The results of various preoperative clinical investigations were also recorded. Endoscopic esophagitis was graded initially according to the Savary-Miller classification,17 but for this study, the grading system was reduced to the following 4 groups: no ulcerative esophagitis, ulcerative esophagitis, esophageal stricture, and Barrett esophagus. For patients who underwent more than 1 endoscopy before surgery, the highest grade was used in this study. Esophageal manometry was performed using a standard water-perfused manometry system.18 The percentage success of primary peristalsis at 10 water swallows and the resting lower esophageal sphincter (LES) pressure were analyzed in this study. Twenty-four−hour pH monitoring was performed selectively for patients who did not have endoscopic evidence of ulcerative esophagitis and for patients with atypical symptoms.
Patients underwent either a Nissen fundoplication or a partial fundoplication. The presence or absence of hiatal hernia was determined at surgery and was classified as absent, small (<2 cm long), medium (2-5 cm), and large (>5-10 cm). All these data were analyzed for differences between males and females. Data collection for this study was approved by the clinical research ethics committees of the Royal Adelaide Hospital and Flinders Medical Centre.
Statistical evaluation was undertaken using a commercially available statistical software package (SPSS, version 18; SPSS Inc, Chicago, Illinois). Data are expressed as mean (range) or as number (percentage) as appropriate. χ2, Mann-Whitney, and t tests were used where applicable to compare variables between the 2 groups of patients. Differences were regarded as significant at P < .05.

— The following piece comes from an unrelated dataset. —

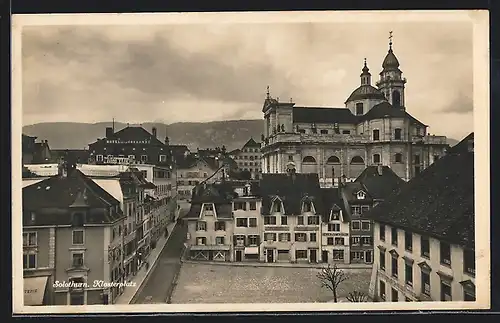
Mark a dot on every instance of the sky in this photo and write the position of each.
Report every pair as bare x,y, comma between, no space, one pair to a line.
208,72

A total of 5600 households were selected for the community survey; of 2973 people interviewed between September 1 and December 31, 2006, 1277 (43.0%) were male and 1696 (57.0%) were female. Participants ranged in age from 15 to 95 years (median, 49.0 years; mean, 49.4 years). Answers to questions about the frequency of heartburn and dysphagia are summarized in Table 1 and Table 2. Females were more likely to never report the symptom of heartburn than were males (52.1% vs 46.8%, P = .005). The severity of heartburn and dysphagia measured by the analog scores are summarized in Table 2. Females were more likely to report a heartburn score of 4 or higher (54.0% vs 44.7%, P = .01), and the mean heartburn score was also higher in women. The prevalence of dysphagia for liquids and solid foods was similar for males and females (Table 1), although women also had a higher mean solid food dysphagia score.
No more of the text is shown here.